Following a systematic contract performance review, businesses almost always are incited to make deliberate and planned collection efforts – because there will be collectables. Of course, it’s important to be creative in how you will actually go about making those recoveries. Proactive intervention and regular contact with contracting parties and business partners will be critical here.
In my view, a priority-based approach to embracing and implementing contract performance management should first target contract value leakages caused by inadequate contract management and focus only on correcting instances of hard-leakages.
This means that building a single contact repository, creating contract playbooks, standard terms, and templates would not be an immediate priority. Nor will the businesses attend to creating processes or building the culture, work ethics, and soft skills needed to tap the opportunities they lose from the soft leakages (poor customer experience, inability to retain clients etc.)
The third aspect of the contract audit will be related to the pandemic’s direct impact on a company’s legal exposure, risks, and liability.

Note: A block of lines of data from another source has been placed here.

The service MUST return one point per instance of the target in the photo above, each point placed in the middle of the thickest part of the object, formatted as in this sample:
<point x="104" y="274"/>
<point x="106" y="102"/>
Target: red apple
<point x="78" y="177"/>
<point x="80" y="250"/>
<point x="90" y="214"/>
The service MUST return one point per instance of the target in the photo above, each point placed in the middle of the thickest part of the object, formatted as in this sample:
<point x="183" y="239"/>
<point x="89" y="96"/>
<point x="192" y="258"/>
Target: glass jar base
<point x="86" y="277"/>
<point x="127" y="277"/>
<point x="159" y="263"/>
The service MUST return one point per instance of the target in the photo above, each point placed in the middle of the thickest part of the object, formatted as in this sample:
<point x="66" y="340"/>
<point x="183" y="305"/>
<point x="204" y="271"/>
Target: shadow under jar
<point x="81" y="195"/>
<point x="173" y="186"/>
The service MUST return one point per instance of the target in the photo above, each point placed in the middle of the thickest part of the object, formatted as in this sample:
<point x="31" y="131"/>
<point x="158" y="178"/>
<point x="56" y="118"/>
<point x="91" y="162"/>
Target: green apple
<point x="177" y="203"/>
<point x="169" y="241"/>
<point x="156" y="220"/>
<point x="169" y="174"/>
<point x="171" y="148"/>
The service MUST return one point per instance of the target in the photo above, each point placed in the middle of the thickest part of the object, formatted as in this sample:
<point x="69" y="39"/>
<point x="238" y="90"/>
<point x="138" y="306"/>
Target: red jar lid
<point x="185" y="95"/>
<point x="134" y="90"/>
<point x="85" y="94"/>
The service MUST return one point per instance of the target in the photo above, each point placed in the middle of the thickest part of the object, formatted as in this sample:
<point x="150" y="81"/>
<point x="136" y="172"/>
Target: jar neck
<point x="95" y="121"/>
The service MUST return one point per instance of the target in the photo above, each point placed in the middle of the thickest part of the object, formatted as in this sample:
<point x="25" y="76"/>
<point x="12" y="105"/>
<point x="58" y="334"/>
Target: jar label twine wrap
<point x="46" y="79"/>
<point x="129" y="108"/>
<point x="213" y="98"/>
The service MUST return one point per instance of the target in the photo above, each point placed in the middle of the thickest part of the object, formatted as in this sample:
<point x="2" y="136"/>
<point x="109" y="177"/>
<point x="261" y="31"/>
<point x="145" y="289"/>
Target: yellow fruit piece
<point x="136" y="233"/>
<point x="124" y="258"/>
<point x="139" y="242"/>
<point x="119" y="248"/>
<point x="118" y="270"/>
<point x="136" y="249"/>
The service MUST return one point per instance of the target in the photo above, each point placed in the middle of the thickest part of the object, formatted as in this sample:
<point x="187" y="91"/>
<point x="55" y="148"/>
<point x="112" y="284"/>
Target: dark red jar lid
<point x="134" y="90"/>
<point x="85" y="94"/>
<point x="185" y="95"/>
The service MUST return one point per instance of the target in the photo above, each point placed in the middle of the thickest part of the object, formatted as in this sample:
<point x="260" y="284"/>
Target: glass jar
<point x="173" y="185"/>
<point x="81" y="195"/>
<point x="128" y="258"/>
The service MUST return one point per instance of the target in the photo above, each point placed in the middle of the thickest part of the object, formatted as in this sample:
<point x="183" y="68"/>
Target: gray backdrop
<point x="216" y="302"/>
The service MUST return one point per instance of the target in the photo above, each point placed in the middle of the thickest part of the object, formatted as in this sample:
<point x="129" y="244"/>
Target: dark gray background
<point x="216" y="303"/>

Addressing this element of the contract audit is where businesses may have to explore unique legal positions under the laws of frustration, force majeure and ‘mistake of contract’.
If the ‘contract audit identifies any such threat’, the particular situation will become a matter for early legal assessment, followed by a concrete strategy and action plan.
Starting parameters of the audit scope
For example, a shipping company can initiate a contract health check or legal audit by pulling out all of its:
- active charter parties for hire collections, payments or rate adjustments related issues.
- shipbuilding, sale and purchase agreements, loans and mortgage documents for upcoming financial commitments and related mutual obligations.
- Any joint ventures, alliances and investment agreements it may have with strategic partners for any renegotiations or actions needed to protect these ventures.
Similarly, contract performance review by other businesses such as construction companies, real estate developers, oil exploration and drilling companies will be of similar volume and limited to core types of transaction documents.
I think a contract audit of this scale would be a fantastic start to adopting the holistic and integrative contract management framework.